Edited By Jonathan Smith, Ginger Charles Copyright 2013
    230 Pages
    by Routledge

    230 Pages
    by Routledge

    Leadership is demanding and challenging. How do leaders cope? How do they remain fit and strong, and thrive? The authors of Leadership Resilience, a business school academic and a police officer, suggest that many challenges faced by leaders are similar to the challenges experienced by police officers. The isolation; the pressure not to show personal emotions; the expectation that they will deal effectively with confused, frustrated and angry people; and that they can deal with delivering bad news; all contribute to the pressures bearing on leaders and police officers everywhere. The authors argue that these challenges are more pronounced in policing and so more readily identifiable than in other leadership situations. They explore challenges experienced by police officers, look at how they cope with them, and draw lessons for those undertaking leadership roles more generally. Leadership Resilience provides accounts from police officers, in their own words, of difficult experiences they encounter. They describe their feelings about what was important and how they coped with it. Each account is followed by an analysis highlighting what is discussed, and not discussed, in the accounts and identifying lessons that can be drawn by leaders in other situations. All is presented so that it is relevant to different cultures demanding different styles of leadership. Analysis of the engaging experiences featured will help leaders struggling with the gap between leadership education and capability and the demands made of them to survive and thrive, while maintaining their physical, mental, emotional, and spiritual health.

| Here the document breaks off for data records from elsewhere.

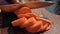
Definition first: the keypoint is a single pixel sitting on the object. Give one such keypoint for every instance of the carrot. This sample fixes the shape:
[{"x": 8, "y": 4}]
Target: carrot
[
  {"x": 29, "y": 22},
  {"x": 18, "y": 21},
  {"x": 35, "y": 27},
  {"x": 22, "y": 10},
  {"x": 27, "y": 15}
]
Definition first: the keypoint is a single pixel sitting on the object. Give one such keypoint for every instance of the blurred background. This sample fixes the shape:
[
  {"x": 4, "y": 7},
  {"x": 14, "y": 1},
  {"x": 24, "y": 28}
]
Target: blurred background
[{"x": 51, "y": 12}]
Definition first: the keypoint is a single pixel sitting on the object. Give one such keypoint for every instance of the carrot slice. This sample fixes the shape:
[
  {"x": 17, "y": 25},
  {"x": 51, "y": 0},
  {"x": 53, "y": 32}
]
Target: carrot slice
[
  {"x": 35, "y": 28},
  {"x": 28, "y": 22},
  {"x": 22, "y": 10},
  {"x": 18, "y": 21}
]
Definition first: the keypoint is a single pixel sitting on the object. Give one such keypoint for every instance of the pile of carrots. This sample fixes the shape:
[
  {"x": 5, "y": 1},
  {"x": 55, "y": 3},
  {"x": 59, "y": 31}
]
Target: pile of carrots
[{"x": 30, "y": 21}]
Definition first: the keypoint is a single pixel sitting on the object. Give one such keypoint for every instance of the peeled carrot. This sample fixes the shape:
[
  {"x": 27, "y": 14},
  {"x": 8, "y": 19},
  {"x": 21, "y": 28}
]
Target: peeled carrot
[
  {"x": 29, "y": 22},
  {"x": 18, "y": 21},
  {"x": 35, "y": 28},
  {"x": 22, "y": 10}
]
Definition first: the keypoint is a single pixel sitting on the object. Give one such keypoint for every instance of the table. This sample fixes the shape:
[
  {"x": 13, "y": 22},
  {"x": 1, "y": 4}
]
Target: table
[{"x": 55, "y": 29}]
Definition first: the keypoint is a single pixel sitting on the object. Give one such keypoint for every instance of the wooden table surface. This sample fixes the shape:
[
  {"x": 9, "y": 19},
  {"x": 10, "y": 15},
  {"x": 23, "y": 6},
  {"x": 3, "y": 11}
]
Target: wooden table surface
[{"x": 55, "y": 29}]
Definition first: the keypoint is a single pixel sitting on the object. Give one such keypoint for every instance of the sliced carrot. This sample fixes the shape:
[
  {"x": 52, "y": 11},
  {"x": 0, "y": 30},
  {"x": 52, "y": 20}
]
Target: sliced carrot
[
  {"x": 29, "y": 22},
  {"x": 35, "y": 28},
  {"x": 18, "y": 21},
  {"x": 27, "y": 15},
  {"x": 22, "y": 10}
]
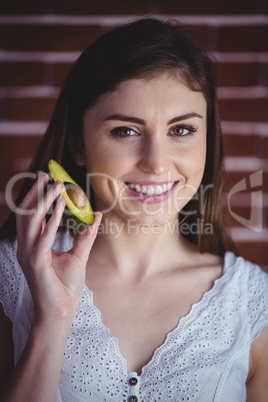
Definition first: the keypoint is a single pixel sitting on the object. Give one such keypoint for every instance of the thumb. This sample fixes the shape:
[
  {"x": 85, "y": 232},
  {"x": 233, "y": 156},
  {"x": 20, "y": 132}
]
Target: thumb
[{"x": 85, "y": 240}]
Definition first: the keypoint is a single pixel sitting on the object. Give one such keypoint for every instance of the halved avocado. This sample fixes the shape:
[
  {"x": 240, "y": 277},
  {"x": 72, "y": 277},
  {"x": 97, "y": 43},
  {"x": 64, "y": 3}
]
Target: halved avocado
[{"x": 76, "y": 199}]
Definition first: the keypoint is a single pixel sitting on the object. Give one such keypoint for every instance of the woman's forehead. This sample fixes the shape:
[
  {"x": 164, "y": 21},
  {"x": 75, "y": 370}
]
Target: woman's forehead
[{"x": 160, "y": 93}]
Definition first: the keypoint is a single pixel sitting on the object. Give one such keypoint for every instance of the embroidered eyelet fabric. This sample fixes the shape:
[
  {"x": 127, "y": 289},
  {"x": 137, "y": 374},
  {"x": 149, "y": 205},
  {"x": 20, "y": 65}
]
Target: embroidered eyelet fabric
[{"x": 205, "y": 358}]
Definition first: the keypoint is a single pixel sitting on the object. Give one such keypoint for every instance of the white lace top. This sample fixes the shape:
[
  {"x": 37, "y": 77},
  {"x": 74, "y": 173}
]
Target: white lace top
[{"x": 205, "y": 358}]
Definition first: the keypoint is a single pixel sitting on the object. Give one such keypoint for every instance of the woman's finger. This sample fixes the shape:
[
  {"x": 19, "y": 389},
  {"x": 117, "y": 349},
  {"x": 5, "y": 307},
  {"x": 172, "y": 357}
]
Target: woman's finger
[
  {"x": 47, "y": 237},
  {"x": 86, "y": 239},
  {"x": 31, "y": 199},
  {"x": 36, "y": 223}
]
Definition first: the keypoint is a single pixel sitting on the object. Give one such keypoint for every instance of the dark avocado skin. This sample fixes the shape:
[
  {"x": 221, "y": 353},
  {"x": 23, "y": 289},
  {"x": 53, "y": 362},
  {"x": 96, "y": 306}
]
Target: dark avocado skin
[{"x": 58, "y": 173}]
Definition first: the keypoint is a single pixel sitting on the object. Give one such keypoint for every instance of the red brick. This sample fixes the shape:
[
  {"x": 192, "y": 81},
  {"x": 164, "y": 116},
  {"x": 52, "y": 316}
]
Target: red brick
[
  {"x": 237, "y": 74},
  {"x": 208, "y": 7},
  {"x": 238, "y": 145},
  {"x": 250, "y": 109},
  {"x": 231, "y": 178},
  {"x": 21, "y": 74},
  {"x": 243, "y": 38},
  {"x": 200, "y": 33},
  {"x": 48, "y": 37},
  {"x": 13, "y": 147},
  {"x": 27, "y": 109},
  {"x": 254, "y": 252},
  {"x": 61, "y": 71},
  {"x": 266, "y": 148},
  {"x": 240, "y": 211},
  {"x": 103, "y": 7},
  {"x": 26, "y": 7}
]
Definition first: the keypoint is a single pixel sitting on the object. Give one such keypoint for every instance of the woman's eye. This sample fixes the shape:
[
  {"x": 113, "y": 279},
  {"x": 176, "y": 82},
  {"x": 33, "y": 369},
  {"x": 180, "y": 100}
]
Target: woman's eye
[
  {"x": 182, "y": 131},
  {"x": 123, "y": 132}
]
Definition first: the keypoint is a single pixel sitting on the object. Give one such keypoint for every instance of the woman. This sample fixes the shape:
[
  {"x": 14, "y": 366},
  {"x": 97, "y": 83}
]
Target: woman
[{"x": 174, "y": 316}]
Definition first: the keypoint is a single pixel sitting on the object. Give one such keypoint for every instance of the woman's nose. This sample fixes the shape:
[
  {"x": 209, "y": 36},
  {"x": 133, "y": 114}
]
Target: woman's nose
[{"x": 154, "y": 157}]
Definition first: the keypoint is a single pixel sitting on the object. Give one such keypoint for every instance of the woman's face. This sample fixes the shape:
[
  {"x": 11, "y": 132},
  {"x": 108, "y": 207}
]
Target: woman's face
[{"x": 145, "y": 148}]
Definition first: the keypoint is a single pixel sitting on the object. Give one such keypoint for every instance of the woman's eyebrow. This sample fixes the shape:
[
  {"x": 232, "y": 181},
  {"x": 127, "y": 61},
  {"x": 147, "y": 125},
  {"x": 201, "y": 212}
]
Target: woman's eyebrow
[
  {"x": 137, "y": 120},
  {"x": 184, "y": 117},
  {"x": 122, "y": 117}
]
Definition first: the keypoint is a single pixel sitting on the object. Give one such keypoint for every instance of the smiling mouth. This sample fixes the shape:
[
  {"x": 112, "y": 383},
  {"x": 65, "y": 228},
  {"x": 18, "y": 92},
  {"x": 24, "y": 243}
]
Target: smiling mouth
[{"x": 151, "y": 191}]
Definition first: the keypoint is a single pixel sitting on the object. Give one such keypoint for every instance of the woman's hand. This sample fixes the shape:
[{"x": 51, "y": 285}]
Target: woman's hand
[{"x": 56, "y": 279}]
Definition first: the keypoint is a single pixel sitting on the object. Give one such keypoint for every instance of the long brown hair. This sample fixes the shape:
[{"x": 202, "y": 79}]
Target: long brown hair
[{"x": 144, "y": 47}]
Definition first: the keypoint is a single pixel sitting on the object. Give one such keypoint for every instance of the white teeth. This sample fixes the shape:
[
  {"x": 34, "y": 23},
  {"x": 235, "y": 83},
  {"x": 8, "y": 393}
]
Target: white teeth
[
  {"x": 158, "y": 190},
  {"x": 151, "y": 190},
  {"x": 143, "y": 189}
]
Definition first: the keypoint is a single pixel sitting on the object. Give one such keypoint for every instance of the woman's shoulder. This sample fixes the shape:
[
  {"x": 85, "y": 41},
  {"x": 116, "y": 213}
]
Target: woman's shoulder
[{"x": 252, "y": 296}]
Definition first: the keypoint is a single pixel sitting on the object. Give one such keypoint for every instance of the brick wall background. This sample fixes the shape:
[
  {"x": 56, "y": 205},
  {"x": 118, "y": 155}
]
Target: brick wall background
[{"x": 39, "y": 41}]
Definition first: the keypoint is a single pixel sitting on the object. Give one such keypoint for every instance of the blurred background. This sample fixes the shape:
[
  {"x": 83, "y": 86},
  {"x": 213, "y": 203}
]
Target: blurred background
[{"x": 39, "y": 41}]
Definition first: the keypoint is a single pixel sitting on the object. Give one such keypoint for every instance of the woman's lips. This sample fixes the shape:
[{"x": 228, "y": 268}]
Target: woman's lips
[{"x": 150, "y": 192}]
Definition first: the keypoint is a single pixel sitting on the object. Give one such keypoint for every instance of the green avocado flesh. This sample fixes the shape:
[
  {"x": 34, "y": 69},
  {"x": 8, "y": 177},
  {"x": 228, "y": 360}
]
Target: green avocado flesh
[{"x": 76, "y": 199}]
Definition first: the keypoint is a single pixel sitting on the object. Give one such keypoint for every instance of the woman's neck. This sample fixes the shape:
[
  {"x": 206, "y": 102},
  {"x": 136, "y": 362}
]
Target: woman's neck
[{"x": 135, "y": 251}]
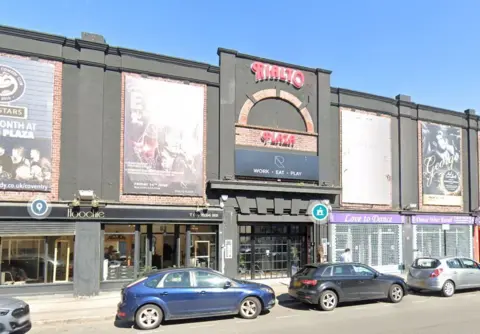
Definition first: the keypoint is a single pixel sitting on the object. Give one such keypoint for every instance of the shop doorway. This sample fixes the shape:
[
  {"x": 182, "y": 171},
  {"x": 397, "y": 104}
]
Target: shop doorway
[
  {"x": 271, "y": 251},
  {"x": 61, "y": 261}
]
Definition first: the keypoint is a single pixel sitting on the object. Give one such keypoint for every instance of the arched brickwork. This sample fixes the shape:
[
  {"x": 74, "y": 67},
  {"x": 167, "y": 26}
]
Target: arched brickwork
[{"x": 272, "y": 94}]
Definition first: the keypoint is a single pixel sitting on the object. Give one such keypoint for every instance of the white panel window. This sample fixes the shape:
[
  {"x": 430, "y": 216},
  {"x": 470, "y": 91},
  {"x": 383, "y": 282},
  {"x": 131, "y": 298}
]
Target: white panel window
[{"x": 366, "y": 158}]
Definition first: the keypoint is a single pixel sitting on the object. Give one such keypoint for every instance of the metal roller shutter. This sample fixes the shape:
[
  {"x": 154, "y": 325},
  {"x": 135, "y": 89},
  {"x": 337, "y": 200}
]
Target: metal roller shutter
[
  {"x": 36, "y": 228},
  {"x": 379, "y": 246},
  {"x": 429, "y": 240}
]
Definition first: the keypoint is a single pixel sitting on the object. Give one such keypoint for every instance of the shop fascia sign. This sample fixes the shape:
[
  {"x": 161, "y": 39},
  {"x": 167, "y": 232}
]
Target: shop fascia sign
[
  {"x": 277, "y": 138},
  {"x": 265, "y": 71},
  {"x": 80, "y": 214}
]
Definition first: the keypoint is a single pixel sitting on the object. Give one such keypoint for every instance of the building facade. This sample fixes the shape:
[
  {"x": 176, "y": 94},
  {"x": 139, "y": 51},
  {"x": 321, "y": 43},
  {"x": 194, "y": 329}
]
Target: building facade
[{"x": 116, "y": 161}]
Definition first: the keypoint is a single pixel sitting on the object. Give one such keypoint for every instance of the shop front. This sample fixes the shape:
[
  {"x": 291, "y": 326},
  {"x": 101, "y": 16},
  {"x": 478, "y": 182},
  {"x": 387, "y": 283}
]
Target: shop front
[
  {"x": 442, "y": 235},
  {"x": 375, "y": 239},
  {"x": 85, "y": 250}
]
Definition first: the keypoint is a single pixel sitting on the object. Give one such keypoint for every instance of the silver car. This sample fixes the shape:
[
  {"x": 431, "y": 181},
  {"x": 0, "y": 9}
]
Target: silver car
[
  {"x": 14, "y": 316},
  {"x": 445, "y": 275}
]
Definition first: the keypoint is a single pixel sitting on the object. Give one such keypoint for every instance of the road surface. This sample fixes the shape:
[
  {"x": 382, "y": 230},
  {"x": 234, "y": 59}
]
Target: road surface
[{"x": 414, "y": 315}]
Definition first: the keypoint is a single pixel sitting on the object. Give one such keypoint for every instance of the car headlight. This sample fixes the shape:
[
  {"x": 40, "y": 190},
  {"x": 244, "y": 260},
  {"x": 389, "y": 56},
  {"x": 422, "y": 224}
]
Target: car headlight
[{"x": 268, "y": 290}]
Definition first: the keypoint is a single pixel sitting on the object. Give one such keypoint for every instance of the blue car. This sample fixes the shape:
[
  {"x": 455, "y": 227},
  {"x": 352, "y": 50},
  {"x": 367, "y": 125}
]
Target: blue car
[{"x": 185, "y": 293}]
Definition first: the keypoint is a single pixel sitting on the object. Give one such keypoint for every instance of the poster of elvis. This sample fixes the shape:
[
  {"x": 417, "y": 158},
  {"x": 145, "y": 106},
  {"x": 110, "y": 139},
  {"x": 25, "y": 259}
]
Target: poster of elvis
[
  {"x": 441, "y": 164},
  {"x": 26, "y": 106},
  {"x": 164, "y": 144}
]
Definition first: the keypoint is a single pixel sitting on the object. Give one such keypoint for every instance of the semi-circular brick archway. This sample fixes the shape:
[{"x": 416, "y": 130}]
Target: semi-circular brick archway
[{"x": 272, "y": 94}]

    Chapter 1 Introduction; Part 1 Case 1; Chapter 2 Peak Experience at Gunpoint, Ginger Charles; Chapter 3 Peak Experience at Gunpoint: Analysis; Part 2 Case 2; Chapter 4 Hurricane Katrina—a Police Officer’s Experience, Wendy Kipple; Chapter 5 Hurricane Katrina—a Police Officer’s Experience: Analysis; Part 3 Case 3; Chapter 6 Assistance Required – Can You Respond?, Andrew. A. Malcolm; Chapter 7 Assistance Required – Can You Respond?: Analysis; Part 4 Case 4; Chapter 8 Emotions on the Sidewalk, Ronald J. WalshJr; Chapter 9 Emotions on the Sidewalk: Analysis; Part 5 Case 5; Chapter 10 Eyes Wide Open, Sergeant Eric Kellogg; Chapter 11 Eyes Wide Open: Analysis; Part 6 Case 6; Chapter 12 Leadership in Crisis, Sir Peter Fahy; Chapter 13 Leadership in Crisis: Analysis; Part 7 Case 7; Chapter 14 Policing for Peace in Northern Ireland – the Four Voices, Tim Meaklim; Chapter 15 Policing for Peace in Northern Ireland – the Four Voices: Analysis; Chapter 16 Conclusions;

    Biography

    Dr Jonathan Smith is a Senior Lecturer at the Lord Ashcroft International Business School at Anglia Ruskin University, Cambridge, UK, where he has led a number of innovative master’s level leadership and HRM programmes. Externally, he also coaches and supports leaders and HR professionals. Smith has experience in public and private sector organisations. He was a Director of Studies at the UK National Police Training and Development Authority and his PhD explored the relevance of spirituality within police training. Smith is widely published and a co-author of MisLeadership (Gower 2010). Dr Ginger Charles has worked as a police officer in the United States since 1986. She has recently retired as a sergeant from police work after 27 years of service. Charles received her PhD from Saybrook Graduate School and Research Center in the field of Health Psychology. She now researches health risk factors in the law enforcement community.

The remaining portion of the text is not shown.